Business Intelligence for Finance Pros Resource Guide
Business intelligence tools provide the finance department with insight into the internal and the external factors that affect the bottom line. The study of historical data can offer key insights into future trends, and help a company anticipate and calculate risk. Easy-to-use, self-service BI reporting tools allow users to create dashboards that present a holistic view of the company’s financial details, identifying problem areas and previously overlooked trends in data. Insights from BI guide the CFO in keeping a business more efficient by swiftly addressing performance issues, and using data to make more informed financial decisions.
Predictive Financial Analytics
Predictive analytics tools provide CFO’s with valuable insight into customers, products, and even their own employees that can help them shape policy to better drive revenue. An example of such an insight is the identification of the characteristics of the most profitable customers. Predictive analytics can tell financial officers where they come from, what they buy, and other demographic information that can help the business better target the highest-revenue generating clients. Similarly, the same tools can be used to identify how much money it is worth investing to win more business from them. In this way business intelligence supports a CFO’s efforts to streamline the business through a smarter allocation of resources.
Using real-time predictive capabilities based on point-of-sale and similar metrics as they occur, predictive analytics can identify fluctuations in the popularity of products. For example, a company could use these insights to ensure that the right stores or warehouses are sufficiently stocked with the right products. This increases efficiency by preventing unnecessary shipments and expediting important ones.
Internally, the finance department can use business intelligence to address issues of staff retention. Since it can be costly for a company to train new employees when staff members leave unexpectedly, using a BI tool to retain employees can potentially save money. By analyzing behaviors of current employees and looking at past trends of individuals who left, companies can identify risks ahead of time and take preventative measures.
Most generally, these tools analyze trends to help CFO’s make better financial decisions. They anticipate areas of the business where there is likely to be a slow down and allow the finance department to respond appropriately.
Financial Dashboards & Visualizations
Dashboards can provide, in one quick glance, a holistic overview of the health of a company. By aggregating important visuals that reflect data insights together on the screen, dashboards can help financial professionals identify potentially hidden trends or missed opportunities.
The ability of many dashboards to “drill down” by clicking on a part of visualization and seeing detail is a very important function. For example, one major soda company using dashboards noted that their sales were down in one region. The drill down feature let analysts click on that region and see that the significant drop was due to a new local competitor in the area that had a fruit flavored drink. Because the major soda company discovered the drop in sales quickly, they were able to act swiftly in turn and produce a competing fruit flavored drink. Over time their sales boosted back up.

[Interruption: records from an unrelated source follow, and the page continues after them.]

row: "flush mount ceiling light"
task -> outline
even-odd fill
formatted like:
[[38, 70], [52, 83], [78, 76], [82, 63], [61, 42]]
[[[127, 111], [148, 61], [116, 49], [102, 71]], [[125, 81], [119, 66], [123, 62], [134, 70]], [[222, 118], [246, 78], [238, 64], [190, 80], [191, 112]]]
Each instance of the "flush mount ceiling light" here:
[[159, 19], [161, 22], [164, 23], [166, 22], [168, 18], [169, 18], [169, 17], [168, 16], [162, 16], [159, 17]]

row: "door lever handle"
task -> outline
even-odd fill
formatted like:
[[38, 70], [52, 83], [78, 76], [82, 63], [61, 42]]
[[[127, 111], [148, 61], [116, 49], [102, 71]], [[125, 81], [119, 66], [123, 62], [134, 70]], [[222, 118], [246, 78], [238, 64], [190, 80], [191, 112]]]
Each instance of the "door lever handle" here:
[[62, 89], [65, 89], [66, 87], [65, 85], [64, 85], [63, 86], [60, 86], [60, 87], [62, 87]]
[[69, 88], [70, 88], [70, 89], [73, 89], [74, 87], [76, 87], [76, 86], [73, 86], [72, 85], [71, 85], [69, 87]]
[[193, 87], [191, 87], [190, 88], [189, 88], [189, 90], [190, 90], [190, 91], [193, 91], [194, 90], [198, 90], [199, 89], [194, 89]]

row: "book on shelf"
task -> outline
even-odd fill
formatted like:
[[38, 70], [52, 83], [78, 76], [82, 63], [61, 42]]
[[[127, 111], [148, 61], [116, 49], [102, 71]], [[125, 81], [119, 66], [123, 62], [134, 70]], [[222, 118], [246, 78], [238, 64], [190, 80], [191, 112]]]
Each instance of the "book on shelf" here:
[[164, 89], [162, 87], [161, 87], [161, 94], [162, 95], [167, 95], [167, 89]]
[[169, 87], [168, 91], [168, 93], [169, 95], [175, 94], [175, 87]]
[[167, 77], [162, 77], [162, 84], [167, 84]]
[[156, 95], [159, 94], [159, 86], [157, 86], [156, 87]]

The timely financial data helped the company discover a place where it was suffering and why it was happening, leading to an improved business with better revenue.
Key Financial Performance Indicators
Key performance indicators are a vital tool to help assess the financial health of a company. They provide metrics that help companies benchmark their progression toward goals. Such data can determine whether or not a company is going to hit its numbers, and can also identify important trends and connections between categories. For example, one candy company noted that over time, their revenue was directly correlated to a very specific customer satisfaction metric: the net promoter score, which judges the likelihood of customers to recommend the company or the product again in the future.
Financial KPI’s specifically important to monitoring the company’s health include metrics as basic as Net Profit, a measure of money made. They extend to more complex measurements like the Cash Conversion Cycle, which determines how long it takes for a company’s resources to create revenue. Other indicators like the Operating Profit Margin, which measures operating costs against operating income, provide insight into the efficiency of the business.
Assessing Financial Risk
Along with the increased speed and volume of financial transactions has come the increased speed and volume of developing risks. As these risks arise, the ability of a company to respond swiftly will rely on data management and the use of business intelligence tools. As new investment opportunities arise, risk assessments can make or break a decision to invest. Moreover, regulatory pressures are forcing companies to submit their information for review more frequently.
Business intelligence tools are important for the finance department to more swiftly track financial performance. Real-time business intelligence tools give the department an up to date, comprehensive picture of credit risk and market risk.
- Enhancing Financial Risk Management Practices with Business Intelligence Systems
- Business Intelligence for Financial Risk Management
- The BI Assessment Process
Standardizing Data Infrastructure
Companies that are working with many different data sources will see a significant drop in efficiency if data is not standardized before the implementation of a BI tool. The right tool should be able to unify different types of data from different places into a single warehouse. The standardization of data makes financial reporting significantly more efficient because reports are not being drawn from multiple databases that may include conflicting information, or may include conflicting, incompatible data structures which makes the information unviewable.
Financial professionals using a standardized infrastructure are not only working more efficiently, but they are also using more accurate data. Data standards can help eliminate incorrect and out-of-date information so that analysts are only working with exactly what they need.